So much for the effectiveness of apologies. The Jesse Jacksons and the Al Sharptons of the world demand apologies from whomever they think has uttered statements that can be used to exploit race. Thinking it will help resolve the crisis, the offending parties inevitably apologize. Unbeknownst to them (think Don Imus and Michael Richards), eliciting the apology is just phase one in the process of racial intimidation.
It appears Afghan president Hamid Karzai may be taking a similar path in the wake of the fallout from the Qur’an burning at Bagram Air Force Base in Afghanistan. First, General John Allen issued a formal apology on video:
Then, Barack Obama apologized to Karzai.
Then, Americans were killed by rioters who were unmoved by such apologies.
Via CNS News:
Three days after President Barack Obama dispatched his ambassador to Afghanistan to hand deliver a personal letter from the president of the United States to Afghan President Hamid Karzai apologizing because U.S. forces at Bagram Air Force Base had mistakenly burnt some Korans, Karzai has responded to the gesture in a statement broadcast live on Afghan television.

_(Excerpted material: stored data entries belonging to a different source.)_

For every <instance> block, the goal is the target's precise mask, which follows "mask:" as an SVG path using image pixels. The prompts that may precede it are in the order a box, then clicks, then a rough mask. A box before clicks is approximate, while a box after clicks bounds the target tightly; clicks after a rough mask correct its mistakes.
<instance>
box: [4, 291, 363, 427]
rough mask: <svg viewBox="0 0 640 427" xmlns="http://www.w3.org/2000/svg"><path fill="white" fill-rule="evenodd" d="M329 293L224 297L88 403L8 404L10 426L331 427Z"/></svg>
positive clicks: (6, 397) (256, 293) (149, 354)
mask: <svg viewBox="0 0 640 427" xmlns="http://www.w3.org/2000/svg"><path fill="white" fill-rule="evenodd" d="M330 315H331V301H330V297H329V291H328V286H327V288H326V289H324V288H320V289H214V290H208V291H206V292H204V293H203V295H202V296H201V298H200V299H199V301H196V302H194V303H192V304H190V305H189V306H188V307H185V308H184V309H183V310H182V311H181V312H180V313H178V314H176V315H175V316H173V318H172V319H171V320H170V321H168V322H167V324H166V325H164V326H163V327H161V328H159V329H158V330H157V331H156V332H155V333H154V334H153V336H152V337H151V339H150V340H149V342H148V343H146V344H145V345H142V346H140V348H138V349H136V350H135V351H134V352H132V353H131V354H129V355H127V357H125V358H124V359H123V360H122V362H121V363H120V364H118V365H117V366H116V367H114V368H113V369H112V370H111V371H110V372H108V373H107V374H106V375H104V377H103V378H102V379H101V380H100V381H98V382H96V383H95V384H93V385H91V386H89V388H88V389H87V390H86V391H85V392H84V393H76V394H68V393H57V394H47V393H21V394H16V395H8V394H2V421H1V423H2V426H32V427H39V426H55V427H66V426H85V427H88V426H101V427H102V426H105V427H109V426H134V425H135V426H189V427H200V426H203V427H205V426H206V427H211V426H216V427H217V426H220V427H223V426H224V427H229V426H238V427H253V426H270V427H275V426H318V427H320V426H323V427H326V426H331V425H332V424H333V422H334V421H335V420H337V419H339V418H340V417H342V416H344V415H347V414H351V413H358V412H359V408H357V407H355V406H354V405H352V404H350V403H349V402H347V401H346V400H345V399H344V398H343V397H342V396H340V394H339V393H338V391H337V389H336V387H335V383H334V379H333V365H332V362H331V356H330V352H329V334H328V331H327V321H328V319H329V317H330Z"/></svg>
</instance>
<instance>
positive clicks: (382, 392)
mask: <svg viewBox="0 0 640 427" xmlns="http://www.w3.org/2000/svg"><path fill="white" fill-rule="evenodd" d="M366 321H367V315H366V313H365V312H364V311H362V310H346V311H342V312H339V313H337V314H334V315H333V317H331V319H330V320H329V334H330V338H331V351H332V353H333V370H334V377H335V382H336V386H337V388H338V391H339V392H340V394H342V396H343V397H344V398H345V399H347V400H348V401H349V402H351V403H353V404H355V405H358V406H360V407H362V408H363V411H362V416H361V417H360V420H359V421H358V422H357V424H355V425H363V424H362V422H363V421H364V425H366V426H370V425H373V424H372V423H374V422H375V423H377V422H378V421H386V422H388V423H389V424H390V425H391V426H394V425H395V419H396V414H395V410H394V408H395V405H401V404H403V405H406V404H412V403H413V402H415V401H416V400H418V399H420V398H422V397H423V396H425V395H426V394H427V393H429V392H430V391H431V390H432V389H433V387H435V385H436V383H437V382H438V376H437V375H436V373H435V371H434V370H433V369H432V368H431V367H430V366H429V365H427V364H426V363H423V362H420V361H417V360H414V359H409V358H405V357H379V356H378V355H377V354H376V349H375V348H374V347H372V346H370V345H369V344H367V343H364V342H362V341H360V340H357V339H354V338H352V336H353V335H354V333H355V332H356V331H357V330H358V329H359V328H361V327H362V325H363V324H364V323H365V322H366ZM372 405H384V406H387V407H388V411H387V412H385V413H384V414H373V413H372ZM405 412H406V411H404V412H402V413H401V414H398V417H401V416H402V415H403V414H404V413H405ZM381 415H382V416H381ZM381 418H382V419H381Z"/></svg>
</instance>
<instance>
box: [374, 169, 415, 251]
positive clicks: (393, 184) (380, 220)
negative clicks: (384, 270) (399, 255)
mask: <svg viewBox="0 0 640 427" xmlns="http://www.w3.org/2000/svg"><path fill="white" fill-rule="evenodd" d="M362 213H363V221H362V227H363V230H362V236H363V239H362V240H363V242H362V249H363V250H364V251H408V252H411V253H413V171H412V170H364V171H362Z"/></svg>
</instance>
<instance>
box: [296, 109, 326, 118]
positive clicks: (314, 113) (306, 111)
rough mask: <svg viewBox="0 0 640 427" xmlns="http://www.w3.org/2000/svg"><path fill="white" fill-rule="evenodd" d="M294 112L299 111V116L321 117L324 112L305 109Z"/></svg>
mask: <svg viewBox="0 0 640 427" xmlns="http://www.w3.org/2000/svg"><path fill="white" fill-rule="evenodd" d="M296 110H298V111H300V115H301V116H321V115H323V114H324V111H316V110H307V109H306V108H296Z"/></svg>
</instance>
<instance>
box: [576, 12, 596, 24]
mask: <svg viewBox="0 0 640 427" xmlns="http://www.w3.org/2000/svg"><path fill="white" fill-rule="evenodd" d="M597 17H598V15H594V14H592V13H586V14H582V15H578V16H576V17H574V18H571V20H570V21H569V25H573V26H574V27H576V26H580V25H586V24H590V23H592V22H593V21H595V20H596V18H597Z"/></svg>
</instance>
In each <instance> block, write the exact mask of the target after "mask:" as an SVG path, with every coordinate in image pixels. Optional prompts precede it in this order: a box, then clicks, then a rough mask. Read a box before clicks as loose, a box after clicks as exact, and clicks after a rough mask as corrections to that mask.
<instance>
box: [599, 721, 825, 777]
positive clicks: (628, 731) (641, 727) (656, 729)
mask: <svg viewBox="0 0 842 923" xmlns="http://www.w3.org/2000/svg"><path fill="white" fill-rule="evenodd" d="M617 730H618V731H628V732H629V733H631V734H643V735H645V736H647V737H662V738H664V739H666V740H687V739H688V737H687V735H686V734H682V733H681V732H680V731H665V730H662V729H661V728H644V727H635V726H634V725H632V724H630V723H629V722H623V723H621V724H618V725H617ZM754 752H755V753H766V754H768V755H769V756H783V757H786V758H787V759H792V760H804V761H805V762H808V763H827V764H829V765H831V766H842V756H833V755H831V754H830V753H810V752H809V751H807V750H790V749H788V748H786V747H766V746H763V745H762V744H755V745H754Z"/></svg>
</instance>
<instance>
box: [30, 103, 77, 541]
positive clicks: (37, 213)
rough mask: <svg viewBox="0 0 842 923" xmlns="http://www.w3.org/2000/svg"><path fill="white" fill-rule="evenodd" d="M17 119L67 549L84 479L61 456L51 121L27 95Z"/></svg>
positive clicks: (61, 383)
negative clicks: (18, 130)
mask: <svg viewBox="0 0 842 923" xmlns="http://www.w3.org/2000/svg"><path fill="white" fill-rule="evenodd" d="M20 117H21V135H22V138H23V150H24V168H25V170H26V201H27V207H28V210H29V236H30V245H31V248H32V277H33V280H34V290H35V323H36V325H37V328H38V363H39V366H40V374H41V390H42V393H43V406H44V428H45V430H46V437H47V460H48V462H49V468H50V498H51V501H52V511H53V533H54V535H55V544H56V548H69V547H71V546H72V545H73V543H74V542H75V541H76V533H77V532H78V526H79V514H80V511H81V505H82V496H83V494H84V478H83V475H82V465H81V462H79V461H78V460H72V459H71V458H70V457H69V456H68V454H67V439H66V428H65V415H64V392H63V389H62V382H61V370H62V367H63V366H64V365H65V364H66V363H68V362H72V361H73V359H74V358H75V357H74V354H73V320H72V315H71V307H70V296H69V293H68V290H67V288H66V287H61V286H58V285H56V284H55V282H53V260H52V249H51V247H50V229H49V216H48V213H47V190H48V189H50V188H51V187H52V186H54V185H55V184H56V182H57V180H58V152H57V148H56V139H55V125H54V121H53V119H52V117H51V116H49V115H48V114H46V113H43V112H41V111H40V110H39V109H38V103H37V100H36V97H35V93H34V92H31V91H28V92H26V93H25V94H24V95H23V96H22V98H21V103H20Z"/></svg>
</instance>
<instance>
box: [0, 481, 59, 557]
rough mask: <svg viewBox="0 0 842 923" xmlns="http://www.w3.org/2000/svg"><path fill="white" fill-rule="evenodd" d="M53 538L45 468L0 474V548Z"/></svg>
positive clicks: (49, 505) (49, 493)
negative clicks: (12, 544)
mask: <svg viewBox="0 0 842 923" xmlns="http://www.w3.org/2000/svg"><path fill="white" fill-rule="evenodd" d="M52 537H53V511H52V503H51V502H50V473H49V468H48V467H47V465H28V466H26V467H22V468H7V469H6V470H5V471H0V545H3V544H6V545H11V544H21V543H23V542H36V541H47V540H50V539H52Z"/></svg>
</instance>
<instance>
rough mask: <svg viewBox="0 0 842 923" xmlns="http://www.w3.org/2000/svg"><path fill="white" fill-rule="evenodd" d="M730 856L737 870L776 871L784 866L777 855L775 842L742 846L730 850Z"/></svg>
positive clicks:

Karzai, according to a BBC translation of his remarks made Sunday, told the Afghan people he was speaking to them after discussing the matter with “jihadi leaders,” “prominent scholars,” and Afghan elected officials, and that he spoke for the “pure sentiments” of the “Afghan nation” and the “Islamic world,” when he said: “We call on the US government to bring the perpetrators of the act to justice and put them on trial and punish them.”
At the same time Karzai was demanding the prosecution and punishment of U.S. troops involved in the Koran-burning incident, he conceded that the U.S. government had indicated that the Koran burning “was not deliberate.”
As is the case when dealing with Al Sharpton or Jesse Jackson, it is ill-advisable to offer an apology when one is demanded.
Karzai’s call for the prosecution of Americans serves as proof that we no apology should have been issued.